Bisgaard et Pedersen (1991) Survie à 3 mois (alevinage au stade anguillette) 55% 64%
Berg et Jørgensen (1994) Survie à 100 jours 9,7% – 25,1%
Pedersen (2009) Survie à 100 jours (alevinage au stade anguillette) 0% – 52%
Anonyme (2009) – Synthèse biblio 25% à 100% de la survie des anguilles naturelles
Simon et Dörner (2014) Survie à 3 à 6 ans 5% – 45%
Rigaud et al. (2015) Survie à 6 mois 0,4% – 45%
Pedersen et al. (2017) Survie à 5 mois 40 – 70%

Le GRISAM (Rigaud 2015) a par exemple mesuré la survie « apparente » des civelles issues des différents programmes de repeuplement à 6, 12 et 36 mois :

Survie apparente évaluée par Rigaud et al. (2015) des projets du programme national de 2011 (violet), 2012 (orange) et 2013 (vert). Source : Delage et al. 2019

Une faible dispersion autour du site de déversement

Sur l’ensemble de la zone d’étude, les recaptures d’anguilles étaient maximales sur le secteur directement en amont de la zone de relâcher. Au-delà la dispersion est faible, quelle que soit l’origine des anguilles (colonisation naturelle ou repeuplement). Les études précédentes ont également montré une faible dispersion des civelles après déversement : de 100m à quelques kilomètres en aval et en amont pour les déversements réalisés en France.

Une partie du problème…

Pour avoir une vision complète de la survie des civelles des trois origines sur les premiers
mois de vie continentale, il faudrait ajouter les mortalités ayant eu lieu avant le déversement :

  • Mortalité naturelle dans l’estuaire
  • Mortalité liée à la pêche (estimée de 0% à 80%, quelques heures à quelques jours après la capture)
  • Mortalité pendant la stabulation chez le mareyeur (estimée de 3% à 40%)
  • Mortalité liée au marquage (?)
  • Mortalité liée au transport (?)

Ces mortalités se cumulent le long de la trajectoire de la civelle de l’estuaire jusqu’au déversement :

Trajectoire des civelles des trois origines avant l’inclusion dans l’étude ACOR. Source : Delage 2019

Les civelles issues de la colonisation naturelle subissent également des mortalités importantes jusqu’au stade anguillette, dont des pressions de sélection qui peuvent contribuer à sélectionner les individus les plus adaptés à la survie dans le cours d’eau.

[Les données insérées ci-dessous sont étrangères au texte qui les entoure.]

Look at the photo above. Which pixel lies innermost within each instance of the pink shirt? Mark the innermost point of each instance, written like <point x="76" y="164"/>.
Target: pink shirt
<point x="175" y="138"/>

On sait par ailleurs qu’en estuaire, certaines civelles adoptent un comportement de migration active vers l’amont alors que d’autres peuvent passer l’intégralité de leur vie continentale en eau salée, sans qu’on puisse les distinguer a priori dans le lot pêché et transféré…

Les civelles transférées devraient donc survivre au moins 2 à 10 fois mieux que si elles avaient choisi elles-mêmes leur lieu de croissance pour compenser les mortalités liées à l’opération de transfert. A ce jour, aucune donnée ne permet de vérifier cette hypothèse.

Ces résultats incitent donc à traiter avec prudence la question de l’efficacité du programme de repeuplement, qui doit faire l’objet d’une évaluation scientifique au niveau européen dans le cadre du suivi du règlement « Anguille ».